The following check[:]pointers option examples result in various output messages.
|
Example: Allocatable variable not allocated |
|---|
real, allocatable:: a(:)
! allocate(a(4)) ! if a is unallocated, the next statement gets an error with "check pointers"
a=17
print *,a
end
Output 1:
forrtl: severe (408): fort: (8): Attempt to fetch from allocatable variable A when it is not allocated
|
|
Example: Unassociated Pointer |
|---|
real, pointer:: a(:)
allocate(a(5))
a=17
print *,a
deallocate(a) ! once a is deallocated, the next statement gets an error with "check pointers"
a=20
print *,a
end
Output 2:
17.00000 17.00000 17.00000 17.00000 17.00000
forrtl: severe (408): fort: (7): Attempt to use pointer A when it is not associated with a target
|
|
Example: Cray pointer with zero value |
|---|
pointer(p,a)
real, target:: b
! p=loc(b) ! if integer pointer p has no address assigned to it,
! ! the next statement gets an error with "check pointers"
b=17.
print *,a
end
Output 3:
forrtl: severe (408): fort: (9): Attempt to use pointee A when its corresponding integer pointer P has the value zero
|
The traceback option generates extra information in the object file to provide source file traceback information when a severe error occurs at run time. This simplifies the task of locating the cause of severe run-time errors. Without the traceback option, you could try to locate the cause of the error using a map file and the hexadecimal addresses of the stack displayed when a severe error occurs. Certain traceback-related information accompanies severe run-time errors, as described in Using Traceback Information Overview.
The fpe option controls the handling of floating-point arithmetic exceptions (IEEE arithmetic) at run time. If you specify the -fpe[:]3 compiler option, all floating-point exceptions are disabled, allowing IEEE exceptional values and program continuation. In contrast, specifying -fpe[:]0 stops execution when an exceptional value (such as a NaN) is generated, when floating overflow or divide by zero occur, or when attempting to use a denormalized number, which usually allows you to localize the cause of the error. It also forces underflow to zero.

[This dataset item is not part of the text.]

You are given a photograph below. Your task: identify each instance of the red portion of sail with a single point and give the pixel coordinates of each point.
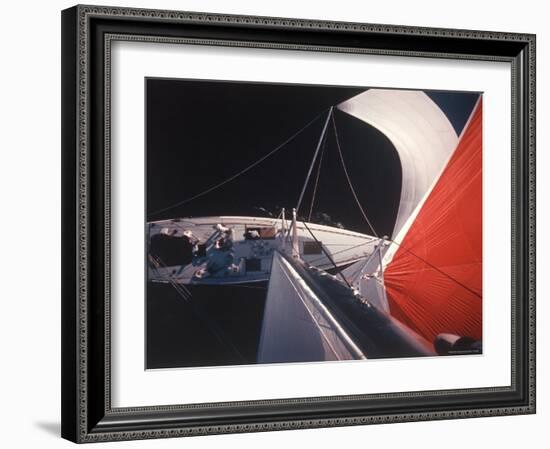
(434, 281)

The warn and nowarn options control compile-time warning messages, which, in some circumstances, can help determine the cause of a run-time error.
On Linux* and on OS X*, the -fexceptions option enables C++ exception handling table generation, preventing Fortran routines in mixed-language applications from interfering with exception handling between C++ routines.
On Windows*, the Compilation Diagnostics Options in the IDE control compile-time diagnostic messages, which, in some circumstances can help determine the cause of a run-time error.